The Nevada Partnership may be the closest to that, he added. Yet, 54 percent of the youths surveyed hadn't heard of the organization.
Reilly said many youths who wind up on the streets or otherwise homeless have had such negative experiences in foster care and other parts of the child-welfare system that "they don't want to have anything to do with" other programs and don't seek help.
With 48 percent of the youths saying they had been in foster care - and 42 percent saying they didn't like it - Boutin said the system needs to be reformed.

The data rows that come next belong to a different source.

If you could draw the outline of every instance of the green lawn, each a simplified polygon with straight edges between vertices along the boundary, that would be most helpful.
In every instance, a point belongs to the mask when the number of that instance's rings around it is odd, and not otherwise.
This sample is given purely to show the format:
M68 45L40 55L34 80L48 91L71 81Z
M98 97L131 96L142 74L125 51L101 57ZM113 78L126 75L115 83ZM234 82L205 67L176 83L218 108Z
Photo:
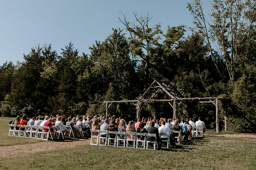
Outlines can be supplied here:
M256 138L211 136L160 150L86 145L0 156L0 169L255 169L255 159Z

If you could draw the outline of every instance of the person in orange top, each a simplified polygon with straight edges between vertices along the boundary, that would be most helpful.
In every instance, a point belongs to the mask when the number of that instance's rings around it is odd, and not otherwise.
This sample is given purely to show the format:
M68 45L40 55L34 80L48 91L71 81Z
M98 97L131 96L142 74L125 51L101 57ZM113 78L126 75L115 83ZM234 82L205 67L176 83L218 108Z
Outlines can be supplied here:
M20 120L20 125L27 125L27 115L25 114L23 114L22 116L22 120ZM25 128L23 127L20 127L20 130L25 130Z

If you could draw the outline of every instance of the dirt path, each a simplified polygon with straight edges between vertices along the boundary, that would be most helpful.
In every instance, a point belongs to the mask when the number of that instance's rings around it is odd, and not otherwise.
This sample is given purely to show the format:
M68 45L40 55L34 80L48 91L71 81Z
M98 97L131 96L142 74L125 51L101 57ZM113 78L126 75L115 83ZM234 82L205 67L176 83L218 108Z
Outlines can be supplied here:
M223 134L221 135L204 135L206 136L225 136L225 137L254 137L256 138L256 135L250 135L250 134Z
M77 145L85 145L90 143L89 139L78 139L75 141L67 140L64 142L40 143L33 144L9 146L0 147L0 156L23 152L32 152L35 151L45 150L54 149L64 147L72 146ZM22 149L20 148L22 147Z

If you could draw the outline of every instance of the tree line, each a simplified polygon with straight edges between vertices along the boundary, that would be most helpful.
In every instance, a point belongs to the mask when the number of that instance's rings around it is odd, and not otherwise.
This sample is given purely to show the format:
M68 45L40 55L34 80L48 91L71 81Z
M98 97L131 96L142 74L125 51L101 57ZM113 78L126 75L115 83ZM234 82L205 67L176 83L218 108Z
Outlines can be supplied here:
M256 123L255 58L256 5L248 1L211 2L211 21L202 2L187 7L194 16L191 35L186 27L150 26L148 14L134 13L131 22L120 12L126 32L113 29L103 42L96 41L90 54L78 55L70 42L58 54L51 44L32 48L24 61L0 67L0 115L105 114L104 101L134 99L153 78L167 82L182 97L221 97L220 127L255 132ZM167 97L160 93L157 97ZM130 103L113 104L112 115L136 116ZM163 104L143 106L142 116L171 117ZM212 105L183 102L178 116L200 116L207 127L215 127Z

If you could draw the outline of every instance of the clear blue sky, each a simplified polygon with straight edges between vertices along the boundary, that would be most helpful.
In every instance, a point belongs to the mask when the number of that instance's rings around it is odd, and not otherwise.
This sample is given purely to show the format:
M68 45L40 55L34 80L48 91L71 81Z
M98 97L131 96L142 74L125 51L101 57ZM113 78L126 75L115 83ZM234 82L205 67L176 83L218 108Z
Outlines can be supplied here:
M160 1L0 1L0 65L23 61L32 47L51 43L58 54L71 41L79 54L90 54L88 47L103 41L112 28L125 28L118 22L122 11L130 21L133 12L152 16L151 24L192 26L186 0Z

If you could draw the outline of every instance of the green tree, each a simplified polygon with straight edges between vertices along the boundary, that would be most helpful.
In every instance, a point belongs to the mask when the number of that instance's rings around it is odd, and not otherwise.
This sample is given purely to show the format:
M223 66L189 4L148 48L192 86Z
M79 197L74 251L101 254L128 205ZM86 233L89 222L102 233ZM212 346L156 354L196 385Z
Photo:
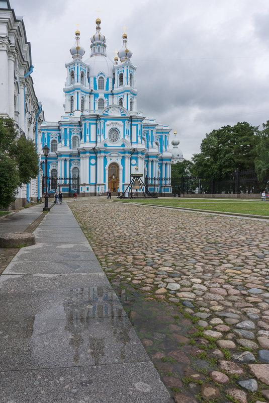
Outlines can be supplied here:
M259 182L265 187L269 180L269 120L262 123L262 128L256 147L255 170Z
M188 159L184 159L182 163L172 164L171 166L171 179L180 180L182 175L191 176L193 166L193 163Z
M237 168L254 169L258 135L258 127L246 122L207 134L202 141L201 152L194 155L194 174L223 179Z
M18 187L38 174L38 156L33 141L18 137L14 121L0 118L0 208L14 201Z

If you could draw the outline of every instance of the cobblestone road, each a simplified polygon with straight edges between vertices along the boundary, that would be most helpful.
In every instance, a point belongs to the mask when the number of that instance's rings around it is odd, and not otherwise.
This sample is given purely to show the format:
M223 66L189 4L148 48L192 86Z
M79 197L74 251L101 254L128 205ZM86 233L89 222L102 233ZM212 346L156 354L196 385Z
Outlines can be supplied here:
M100 199L70 206L112 282L181 314L167 325L178 350L148 349L175 401L269 401L267 223Z

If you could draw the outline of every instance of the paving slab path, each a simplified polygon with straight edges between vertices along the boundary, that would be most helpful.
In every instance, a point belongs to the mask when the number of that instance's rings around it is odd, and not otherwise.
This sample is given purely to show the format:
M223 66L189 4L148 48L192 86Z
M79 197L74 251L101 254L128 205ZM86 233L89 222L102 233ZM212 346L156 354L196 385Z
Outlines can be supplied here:
M1 403L170 401L66 203L34 233L0 277Z
M175 401L269 401L268 221L107 200L70 208L111 282L143 296L130 316Z

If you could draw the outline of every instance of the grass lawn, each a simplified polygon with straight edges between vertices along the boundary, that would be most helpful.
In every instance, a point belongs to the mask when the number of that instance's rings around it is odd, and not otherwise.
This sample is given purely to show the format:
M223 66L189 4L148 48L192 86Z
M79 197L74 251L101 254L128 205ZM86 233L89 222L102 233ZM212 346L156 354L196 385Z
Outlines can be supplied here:
M158 205L171 207L193 208L197 210L208 210L211 211L222 211L227 213L240 213L255 215L269 216L269 202L261 202L260 199L254 200L231 199L201 199L185 198L159 198L158 199L135 199L124 200L124 203L142 203L144 204Z

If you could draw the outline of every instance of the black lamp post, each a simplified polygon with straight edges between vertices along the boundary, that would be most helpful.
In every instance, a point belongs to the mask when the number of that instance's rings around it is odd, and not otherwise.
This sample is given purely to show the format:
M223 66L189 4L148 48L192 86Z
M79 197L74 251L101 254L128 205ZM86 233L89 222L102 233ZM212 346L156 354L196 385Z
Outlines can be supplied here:
M49 211L50 209L49 208L49 195L48 194L48 183L47 181L47 157L49 155L49 148L46 144L43 148L43 152L45 155L45 184L46 186L46 194L45 195L45 204L44 205L43 211Z

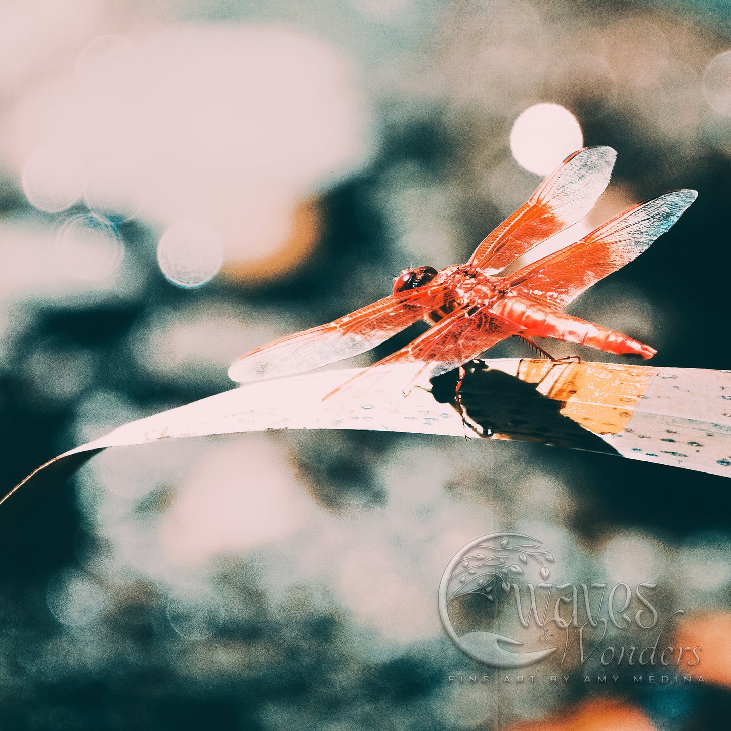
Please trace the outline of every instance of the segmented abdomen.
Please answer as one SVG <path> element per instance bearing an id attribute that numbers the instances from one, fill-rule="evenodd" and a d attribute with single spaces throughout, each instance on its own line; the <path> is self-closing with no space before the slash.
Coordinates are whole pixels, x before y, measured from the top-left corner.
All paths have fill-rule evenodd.
<path id="1" fill-rule="evenodd" d="M 491 309 L 525 328 L 521 334 L 528 338 L 553 338 L 569 343 L 588 345 L 616 355 L 635 354 L 649 358 L 656 352 L 649 345 L 645 345 L 621 333 L 578 317 L 572 317 L 520 297 L 507 297 L 499 300 Z"/>

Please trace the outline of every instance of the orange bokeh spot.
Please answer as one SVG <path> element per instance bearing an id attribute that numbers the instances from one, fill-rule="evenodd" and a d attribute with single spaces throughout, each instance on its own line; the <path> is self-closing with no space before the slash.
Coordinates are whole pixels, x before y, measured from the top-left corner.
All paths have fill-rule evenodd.
<path id="1" fill-rule="evenodd" d="M 731 688 L 731 612 L 709 612 L 689 617 L 678 632 L 678 645 L 698 647 L 700 662 L 681 666 L 683 673 L 694 678 L 703 676 L 706 683 Z M 694 662 L 692 655 L 686 656 Z"/>
<path id="2" fill-rule="evenodd" d="M 656 731 L 639 708 L 621 700 L 588 700 L 563 709 L 560 718 L 529 721 L 510 727 L 510 731 L 616 731 L 618 729 Z"/>

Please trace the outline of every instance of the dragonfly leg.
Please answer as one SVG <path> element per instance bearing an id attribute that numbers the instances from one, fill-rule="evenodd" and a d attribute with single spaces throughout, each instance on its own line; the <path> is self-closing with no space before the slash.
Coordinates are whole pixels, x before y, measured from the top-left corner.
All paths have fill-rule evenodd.
<path id="1" fill-rule="evenodd" d="M 464 382 L 467 371 L 465 371 L 463 366 L 460 366 L 457 369 L 457 372 L 459 374 L 459 378 L 457 379 L 457 385 L 455 387 L 455 403 L 457 404 L 457 412 L 459 414 L 459 417 L 462 420 L 462 428 L 464 431 L 465 441 L 469 442 L 469 437 L 467 436 L 467 411 L 462 405 L 462 399 L 459 395 L 459 390 L 462 387 L 462 384 Z"/>
<path id="2" fill-rule="evenodd" d="M 520 340 L 525 341 L 533 349 L 536 350 L 537 352 L 539 353 L 545 358 L 548 358 L 549 360 L 553 361 L 555 363 L 581 363 L 581 357 L 578 355 L 565 355 L 562 358 L 555 358 L 548 350 L 545 350 L 542 348 L 537 343 L 534 343 L 530 338 L 526 338 L 524 335 L 518 336 Z"/>

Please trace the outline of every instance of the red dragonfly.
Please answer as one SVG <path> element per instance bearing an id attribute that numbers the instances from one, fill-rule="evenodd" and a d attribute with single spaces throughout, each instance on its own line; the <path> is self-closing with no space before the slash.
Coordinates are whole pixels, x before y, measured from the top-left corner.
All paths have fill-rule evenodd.
<path id="1" fill-rule="evenodd" d="M 533 345 L 533 338 L 553 338 L 651 357 L 656 351 L 650 346 L 561 309 L 644 251 L 693 202 L 695 191 L 674 191 L 633 206 L 575 243 L 499 276 L 518 257 L 591 211 L 609 183 L 616 157 L 610 147 L 575 152 L 466 264 L 441 271 L 429 266 L 405 269 L 394 280 L 390 297 L 257 348 L 232 363 L 230 377 L 243 382 L 309 371 L 365 352 L 421 319 L 433 327 L 365 374 L 414 363 L 421 366 L 420 374 L 431 369 L 433 377 L 510 336 Z"/>

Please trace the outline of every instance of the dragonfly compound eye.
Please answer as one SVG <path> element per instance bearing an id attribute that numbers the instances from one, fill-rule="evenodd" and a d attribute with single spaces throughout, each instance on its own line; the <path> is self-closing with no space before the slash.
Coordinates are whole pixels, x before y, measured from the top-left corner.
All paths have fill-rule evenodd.
<path id="1" fill-rule="evenodd" d="M 419 267 L 417 269 L 404 269 L 399 276 L 393 280 L 393 294 L 408 289 L 416 289 L 428 284 L 436 276 L 437 271 L 433 267 Z"/>

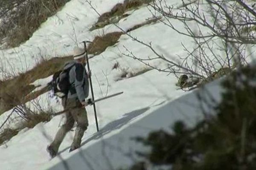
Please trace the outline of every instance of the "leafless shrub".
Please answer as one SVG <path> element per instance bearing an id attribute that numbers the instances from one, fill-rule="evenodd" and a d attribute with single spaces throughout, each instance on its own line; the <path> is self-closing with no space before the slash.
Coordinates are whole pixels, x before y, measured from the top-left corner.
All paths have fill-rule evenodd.
<path id="1" fill-rule="evenodd" d="M 239 0 L 182 0 L 181 3 L 175 6 L 166 0 L 155 0 L 149 3 L 148 9 L 153 18 L 193 41 L 192 49 L 182 45 L 186 51 L 186 56 L 180 56 L 179 61 L 174 60 L 171 55 L 157 50 L 154 42 L 140 40 L 113 24 L 132 40 L 150 49 L 155 56 L 142 58 L 125 47 L 126 52 L 122 54 L 160 71 L 186 74 L 203 80 L 214 79 L 212 76 L 222 68 L 233 69 L 247 63 L 250 54 L 247 54 L 246 48 L 256 42 L 256 12 L 248 3 Z M 182 24 L 184 29 L 176 28 L 173 21 Z M 164 61 L 167 66 L 159 68 L 148 63 L 159 60 Z"/>

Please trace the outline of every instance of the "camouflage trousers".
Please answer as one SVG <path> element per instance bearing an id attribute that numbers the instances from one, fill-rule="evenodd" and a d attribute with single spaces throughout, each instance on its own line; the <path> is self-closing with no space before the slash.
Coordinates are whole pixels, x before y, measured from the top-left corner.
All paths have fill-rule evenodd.
<path id="1" fill-rule="evenodd" d="M 50 145 L 56 153 L 58 152 L 59 147 L 66 133 L 74 126 L 75 122 L 76 122 L 77 127 L 73 142 L 70 147 L 70 151 L 80 147 L 82 137 L 88 125 L 86 110 L 84 108 L 81 107 L 77 98 L 67 99 L 67 101 L 66 99 L 63 99 L 62 104 L 64 109 L 68 111 L 65 113 L 66 119 L 65 123 L 58 130 L 53 142 Z M 73 108 L 76 107 L 77 107 Z"/>

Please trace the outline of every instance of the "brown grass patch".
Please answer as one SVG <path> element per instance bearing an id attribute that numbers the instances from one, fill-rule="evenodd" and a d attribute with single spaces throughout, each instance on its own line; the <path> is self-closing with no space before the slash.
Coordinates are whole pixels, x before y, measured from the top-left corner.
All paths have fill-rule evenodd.
<path id="1" fill-rule="evenodd" d="M 99 55 L 104 51 L 106 48 L 116 44 L 120 37 L 123 34 L 122 32 L 114 32 L 107 34 L 103 36 L 97 36 L 88 48 L 89 54 Z"/>
<path id="2" fill-rule="evenodd" d="M 20 74 L 14 78 L 2 82 L 0 84 L 0 115 L 15 106 L 34 99 L 47 91 L 44 89 L 34 95 L 25 97 L 35 87 L 30 84 L 37 79 L 47 77 L 61 69 L 64 63 L 70 60 L 71 56 L 55 57 L 38 64 L 32 70 Z M 34 98 L 35 97 L 35 98 Z"/>
<path id="3" fill-rule="evenodd" d="M 70 0 L 3 0 L 0 2 L 0 39 L 6 47 L 15 47 L 33 33 Z M 0 42 L 0 43 L 3 42 Z"/>
<path id="4" fill-rule="evenodd" d="M 154 22 L 155 22 L 154 20 L 147 21 L 131 28 L 129 31 Z M 88 46 L 88 54 L 94 55 L 100 54 L 108 47 L 116 43 L 121 36 L 124 34 L 122 32 L 114 32 L 103 36 L 96 37 L 93 42 Z M 6 81 L 0 82 L 0 115 L 47 91 L 49 88 L 47 87 L 39 91 L 30 94 L 35 88 L 30 84 L 38 79 L 53 74 L 61 69 L 65 63 L 72 60 L 73 57 L 68 56 L 44 60 L 25 73 L 20 74 Z"/>
<path id="5" fill-rule="evenodd" d="M 125 12 L 136 9 L 143 4 L 152 2 L 153 0 L 125 0 L 123 3 L 116 5 L 109 12 L 102 14 L 98 21 L 90 29 L 93 31 L 104 27 L 105 26 L 113 23 L 117 23 L 122 19 L 129 15 L 124 14 Z"/>
<path id="6" fill-rule="evenodd" d="M 27 120 L 23 124 L 24 127 L 32 128 L 42 122 L 49 122 L 52 118 L 52 113 L 42 111 L 39 113 L 27 113 Z"/>

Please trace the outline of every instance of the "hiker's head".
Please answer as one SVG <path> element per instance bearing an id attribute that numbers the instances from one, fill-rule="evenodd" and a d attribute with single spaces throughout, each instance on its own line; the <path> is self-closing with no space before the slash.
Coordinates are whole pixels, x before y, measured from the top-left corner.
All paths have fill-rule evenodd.
<path id="1" fill-rule="evenodd" d="M 86 62 L 85 60 L 85 51 L 81 48 L 75 47 L 73 51 L 73 57 L 74 60 L 82 64 L 85 64 Z"/>

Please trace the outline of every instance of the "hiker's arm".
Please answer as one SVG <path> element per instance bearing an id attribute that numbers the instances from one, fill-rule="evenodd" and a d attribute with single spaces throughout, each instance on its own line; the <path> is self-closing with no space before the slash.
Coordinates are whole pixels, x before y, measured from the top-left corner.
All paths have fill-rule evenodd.
<path id="1" fill-rule="evenodd" d="M 78 96 L 78 99 L 81 102 L 84 101 L 85 98 L 88 96 L 87 91 L 84 90 L 84 68 L 81 64 L 77 64 L 76 65 L 75 88 Z"/>

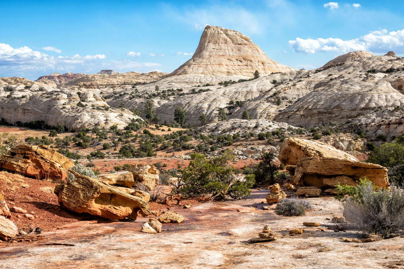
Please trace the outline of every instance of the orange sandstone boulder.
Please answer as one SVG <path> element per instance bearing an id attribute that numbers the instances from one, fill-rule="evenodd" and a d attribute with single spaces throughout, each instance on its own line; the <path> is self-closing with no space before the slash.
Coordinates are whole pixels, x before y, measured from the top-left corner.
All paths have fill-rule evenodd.
<path id="1" fill-rule="evenodd" d="M 64 180 L 74 165 L 69 158 L 43 145 L 21 144 L 0 158 L 0 168 L 39 179 Z"/>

Study author Jason Gray of the research firm Strategic Solutions said he did the survey because "we don't know much about them (homeless youth), and we need to understand them better before we give them services."
The census was based on a count done on valley streets last winter, a survey of local shelters and other agencies, and a statistical formula that accounts for the hard-to-study nature of the homeless population.
The 50 youths participating in the survey were referred by shelters and other agencies.
About three-fourths were male and half were 15 to 17 years old. Only 30 percent said they attended school at the time of the survey. One-fourth were born in Las Vegas and almost two-thirds said that their parents live in the valley.
One in three said physical, sexual or mental abuse at home led them to the streets, while 22 percent said their parents kicked them out.
The high percentage of blacks in the youth study mirrored a 2003 survey of homeless adults at an annual event called the homeless Stand Down, in which 31 percent of respondents identified themselves as black.
At that time, Dean Ishman, president of the Las Vegas NAACP chapter, said he would form a group to study the issue.
On Wednesday, he said the effort had faltered because of "so many other competing interests." As for homeless black youths, he said, he was concerned and would seek "more facts and figures."
Reilly said the number of homeless black youths mirrors those of juvenile justice and foster care: "They have an overrepresentation of African-American youth."
Warden, sitting in a second-floor office of the Nevada Partnership across the street from UNLV, said he could point to his "family situation" as the root of his homelessness - a father he never knew, a mother who died when he was 3 and a grandmother who tried to be his "mother, father and grandmother together."
Eventually, he said, he looked to the streets for the family he lacked, including running with gangs. Thirty-eight percent of the youths in the survey said they are or were in gangs or had been approached by gangs.
Warden said he never felt like he got help in juvenile detention or foster care.
"When you get in trouble, they don't want to talk with you and set you right," he said.
Now he's getting that help from Boutin's organization, working as a mentor for other youths. He's also going to therapy sessions, working on "all the fires that built up inside of me" during years on the streets, Warden said. "If I had just had a positive role model to sit me down and say what I need all of it could've been avoided."